Fenerbahçe geceye filmi beş sene geri sarmak için başlıyor ancak bir sporsever olarak en dehşete düştüğüm anlardan birine, 2009’a dönmekten birkaç duyarlı insan sayesinde kurtuluyor. Süper Lig şampiyonluğunu Anadolu Efes’e kaptıran sarı-lacivertlilerin taraftarları o gün sahaya inmiş, Efes benchine doğru saldırmıştı.
O gün Abdi İpekçi’de maçlarını oynayan Fenerbahçe’de yaratılmak istenen basketbol kültürünün temelleri Ataşehir’deki salonla beraber atılmış, bir daha olayların benzerinin yaşanmaması adına yaratılan atmosfer, bu tarz holiganlıklara yer vermemişti. Sarı Miras, yıllarca Avrupa’nın zirvesinde yer alacak bir külliyat inşa etmişti.
Saha içi koltuklarında oturandan, yedinci kategorinin en arkasında yer alana kadar 13 bin kişinin her biri, bu kültürün değerlerini bilmek ve anlamakla yükümlü. Fenerbahçe, dünden bugüne bir basketbol markası haline gelmedi. 2009’da yaşananlar, kimi Fenerbahçeli için hâlâ çeşitli bahaneler üretilerek anlatılagelir. Cuma akşamı yaşananlar da ileride aynı şekilde anlatılagelecektir.
Ancak spora ve sporcuya saygıda kusurun, 17 Mart akşamı Trabzon’da olduğu gibi, bahanesi ve sebebi olamaz. Bunun bilincinde insanlar tarafından yaratılan, büyütülen, tohumları günden güne beslenen Fenerbahçe basketbolunun bilinçsiz eylemlerle tarihine kara leke sürmek, ülke sporuna yapılacak kötülükten ibarettir.

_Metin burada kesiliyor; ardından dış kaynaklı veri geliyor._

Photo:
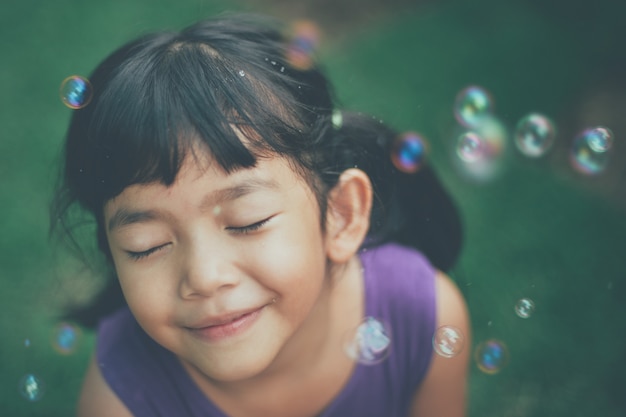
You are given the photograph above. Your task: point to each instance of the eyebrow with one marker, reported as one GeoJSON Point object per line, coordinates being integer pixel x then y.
{"type": "Point", "coordinates": [124, 216]}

Dolayısıyla Saras’ın dediği gibi, çok da iyi geçmeyen bir akşamın üstüne, gelecek çarşamba sahada varını yoğunu ortaya koyacağından emin olduğun karakterdeki sarı-lacivertli sporcuları alkışlamak en doğrusu olacaktır. Bugüne kadar hiçbir takım beşinci maçı deplasmanda kazanarak dörtlü final bileti alamadı. Şayet Maccabi bunu salı günü başaramazsa -ki düşük bir ihtimal- Sarı Miras’ın heybesine bir tarih daha yazma fırsatı Fenerbahçe’nin elinde. Bu fırsatı ve daha onlarcasını; o mirasla beraber en saf haliyle ileri nesillere aktarmak da Fenerbahçe taraftarının elinde. O yüzden bırakın kaybedilen maç olsun, daha fazlasına gerek yok…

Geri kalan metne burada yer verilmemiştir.